Rabu, 01 Juli 2026 | 00:43:32 WIB
Anak Usaha Darma Henwa Raih Kontrak Tambang Rp22 T di Kalsel [FOTO: NET].

JAKARTA — Emiten yang bergerak di bidang kontraktor pertambangan dari Grup Bakrie, PT Darma Henwa Tbk. 

(DEWA) lewat entitas anak usahanya, PT DH Kontraktama Batubara (DHKB), berhasil mengamankan kontrak pekerjaan jasa pertambangan dengan nilai estimasi berkisar US$1,3 miliar atau setara dengan Rp22 triliun untuk menggarap proyek tambang batu bara yang berlokasi di Pulau Laut, Kalimantan Selatan.

Director & Corporate Secretary DEWA, Mukson Arif Rosyidi, mengutarakan bahwa DHKB telah melakukan proses penandatanganan Surat Penunjukan dan Perintah Kerja (SPPK) bersama pihak PT Sebuku Sejaka Coal (SSC) pada tanggal 29 Juni 2026. 

Lewat jalinan kesepakatan tersebut, DHKB ditetapkan sebagai pelaksana kontraktor utama yang bakal menjalankan aktivitas operasional penambangan secara eksklusif pada wilayah Kerja Tambang Pit SSC.

"DHKB dan SSC secara resmi menandatangani SPPK untuk pekerjaan jasa kontraktor utama di Area Tambang Pit SSC yang berlokasi di Pulau Laut, Kalimantan Selatan," kata Mukson dalam keterangannya, Rabu (1/7/2026).

Mukson menguraikan, berlandaskan mufakat tersebut DHKB bakal memegang kendali penuh selaku mitra kontraktor utama yang mengelola operasional penambangan di Area Tambang Pit SSC secara eksklusif. 

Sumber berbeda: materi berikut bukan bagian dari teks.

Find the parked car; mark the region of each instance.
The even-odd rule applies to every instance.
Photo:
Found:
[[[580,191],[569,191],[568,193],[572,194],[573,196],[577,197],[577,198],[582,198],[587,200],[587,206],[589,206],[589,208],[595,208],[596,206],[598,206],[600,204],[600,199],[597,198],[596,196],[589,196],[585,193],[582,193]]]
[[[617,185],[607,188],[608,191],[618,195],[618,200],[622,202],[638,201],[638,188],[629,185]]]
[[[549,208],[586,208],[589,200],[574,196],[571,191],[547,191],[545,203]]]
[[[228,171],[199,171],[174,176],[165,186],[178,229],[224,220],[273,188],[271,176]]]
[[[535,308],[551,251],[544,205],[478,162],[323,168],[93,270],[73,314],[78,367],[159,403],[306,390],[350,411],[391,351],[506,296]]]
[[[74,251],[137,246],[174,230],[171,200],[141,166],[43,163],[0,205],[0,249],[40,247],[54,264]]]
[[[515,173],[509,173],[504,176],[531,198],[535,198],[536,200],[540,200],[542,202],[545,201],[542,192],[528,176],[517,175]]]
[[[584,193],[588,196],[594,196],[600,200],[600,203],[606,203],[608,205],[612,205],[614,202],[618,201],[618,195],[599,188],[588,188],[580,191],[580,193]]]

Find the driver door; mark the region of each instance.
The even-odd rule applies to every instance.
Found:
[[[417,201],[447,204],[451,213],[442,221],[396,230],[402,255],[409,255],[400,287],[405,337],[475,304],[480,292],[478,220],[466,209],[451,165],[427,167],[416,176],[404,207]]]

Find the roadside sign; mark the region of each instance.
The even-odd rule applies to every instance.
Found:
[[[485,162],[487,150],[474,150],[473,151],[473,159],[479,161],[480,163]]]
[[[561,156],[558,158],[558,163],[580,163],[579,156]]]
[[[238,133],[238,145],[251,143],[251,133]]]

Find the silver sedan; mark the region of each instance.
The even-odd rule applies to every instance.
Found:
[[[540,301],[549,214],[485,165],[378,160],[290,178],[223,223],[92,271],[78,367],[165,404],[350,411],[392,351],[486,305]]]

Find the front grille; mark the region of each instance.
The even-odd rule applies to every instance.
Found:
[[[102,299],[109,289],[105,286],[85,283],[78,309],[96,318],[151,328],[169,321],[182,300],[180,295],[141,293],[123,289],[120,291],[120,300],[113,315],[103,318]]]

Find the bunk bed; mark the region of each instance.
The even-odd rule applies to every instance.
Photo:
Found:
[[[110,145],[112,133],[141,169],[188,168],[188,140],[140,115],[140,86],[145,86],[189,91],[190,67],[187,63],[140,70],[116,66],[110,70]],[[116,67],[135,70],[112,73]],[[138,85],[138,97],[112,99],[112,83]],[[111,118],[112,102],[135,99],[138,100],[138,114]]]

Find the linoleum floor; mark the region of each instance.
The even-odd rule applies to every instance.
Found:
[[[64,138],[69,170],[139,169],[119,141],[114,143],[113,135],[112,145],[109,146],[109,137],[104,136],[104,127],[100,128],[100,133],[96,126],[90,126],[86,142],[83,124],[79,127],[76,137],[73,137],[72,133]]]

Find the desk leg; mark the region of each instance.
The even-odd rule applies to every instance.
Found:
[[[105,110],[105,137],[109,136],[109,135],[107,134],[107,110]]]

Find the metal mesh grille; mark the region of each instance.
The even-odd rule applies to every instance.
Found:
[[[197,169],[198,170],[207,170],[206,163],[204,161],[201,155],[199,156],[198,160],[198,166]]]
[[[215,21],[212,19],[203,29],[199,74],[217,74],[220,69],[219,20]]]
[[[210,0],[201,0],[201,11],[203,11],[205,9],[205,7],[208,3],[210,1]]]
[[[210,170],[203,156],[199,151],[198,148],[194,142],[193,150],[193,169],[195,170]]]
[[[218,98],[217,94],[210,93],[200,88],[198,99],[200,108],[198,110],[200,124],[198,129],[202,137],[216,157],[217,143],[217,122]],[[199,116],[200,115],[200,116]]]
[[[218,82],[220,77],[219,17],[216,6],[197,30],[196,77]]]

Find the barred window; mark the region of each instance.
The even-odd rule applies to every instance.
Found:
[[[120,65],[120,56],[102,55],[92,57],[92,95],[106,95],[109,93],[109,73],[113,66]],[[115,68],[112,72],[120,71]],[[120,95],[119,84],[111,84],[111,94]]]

Cakupan dari portofolio pekerjaan ini memuat perencanaan teknis tambang, pembersihan lahan (land clearing), pengupasan, pemindahan serta penampungan tanah penutup, pengupasan pada lapisan penutup, pengerjaan penambangan batu bara, pemuatan sekaligus pengangkutan komoditas batu bara, perawatan jalur jalan angkut, hingga penyediaan fasilitas penunjang operasional lainnya.

Agenda proyek tersebut diproyeksikan memiliki masa tenor pelaksanaan sepanjang lima tahun berturut-turut atau mengikuti sisa masa berlaku dari izin konsesi yang dikantongi. 

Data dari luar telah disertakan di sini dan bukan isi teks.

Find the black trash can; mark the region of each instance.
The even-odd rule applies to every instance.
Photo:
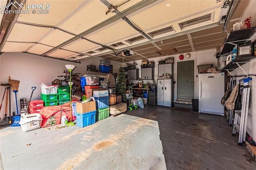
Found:
[[[192,99],[192,107],[193,107],[193,111],[194,112],[198,111],[198,99]]]

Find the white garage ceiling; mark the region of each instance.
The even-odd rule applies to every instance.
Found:
[[[226,37],[224,31],[239,20],[250,1],[231,1],[223,8],[229,1],[1,1],[2,11],[22,12],[1,11],[0,51],[73,61],[100,56],[127,62],[162,56],[156,51],[174,47],[176,51],[165,55],[218,48]],[[224,9],[230,12],[223,29]],[[116,55],[128,49],[134,55]]]

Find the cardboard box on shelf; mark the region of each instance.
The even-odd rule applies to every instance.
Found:
[[[84,113],[95,110],[96,110],[96,102],[95,101],[76,103],[77,113]]]

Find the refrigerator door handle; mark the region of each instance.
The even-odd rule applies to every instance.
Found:
[[[200,99],[202,99],[202,81],[200,81]]]

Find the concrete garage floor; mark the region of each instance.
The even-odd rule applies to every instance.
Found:
[[[56,126],[25,132],[20,127],[1,129],[0,169],[256,167],[246,147],[237,145],[226,118],[192,109],[145,105],[83,128]]]

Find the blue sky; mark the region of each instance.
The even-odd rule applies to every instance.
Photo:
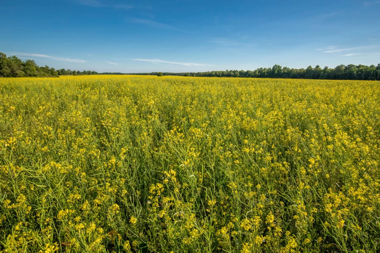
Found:
[[[380,0],[2,0],[0,51],[56,69],[380,63]]]

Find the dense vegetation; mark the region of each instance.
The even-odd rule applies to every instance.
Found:
[[[157,75],[157,72],[133,73],[131,74]],[[228,70],[207,72],[171,73],[164,72],[164,76],[183,76],[205,77],[244,77],[271,78],[297,78],[330,80],[380,80],[380,64],[375,66],[364,65],[339,65],[334,68],[326,66],[322,69],[309,66],[306,69],[290,69],[275,65],[272,68],[260,68],[256,70]]]
[[[378,252],[379,90],[0,79],[0,252]]]
[[[0,52],[0,77],[58,77],[59,76],[97,74],[95,71],[71,71],[64,69],[56,70],[47,66],[39,66],[32,60],[24,62],[15,55],[6,57]]]
[[[54,77],[59,76],[81,76],[98,74],[96,71],[83,71],[62,69],[56,70],[47,66],[39,67],[35,61],[27,60],[23,62],[16,56],[6,57],[0,52],[0,76],[3,77]],[[101,74],[127,74],[117,73],[104,72]],[[323,79],[331,80],[380,80],[380,64],[375,66],[364,65],[347,66],[339,65],[334,68],[326,66],[321,68],[319,65],[315,68],[309,66],[306,69],[290,69],[275,65],[272,68],[260,68],[256,70],[228,70],[206,72],[174,73],[151,72],[131,73],[127,74],[160,76],[182,76],[204,77],[243,77],[271,78],[297,78],[301,79]]]

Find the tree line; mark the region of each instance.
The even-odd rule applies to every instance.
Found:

Sepanjang periode kontrak berjalan, DHKB diestimasikan bakal mengelola volume pembuangan batuan penutup (waste removal) mencapai 55 juta bcm per tahun, diiringi target kapasitas produksi batu bara hingga menyentuh 5 juta ton setiap tahunnya.

Mempertimbangkan skala kapasitas operasional tersebut, nilai keseluruhan dari proyek ini diestimasikan mampu menembus angka US$1,3 miliar atau berkisar Rp22 triliun. 

Mukson mengimbuhkan bahwa momentum penandatanganan berkas dokumen SPPK ini dipastikan bakal menyuntikkan stimulasi positif bagi struktur finansial serta prospek keberlanjutan bisnis perseroan di masa mendatang.

"Penandatanganan SPPK tersebut berdampak positif terhadap kondisi keuangan dan kelangsungan usaha Perseroan ke depan," pungkasnya.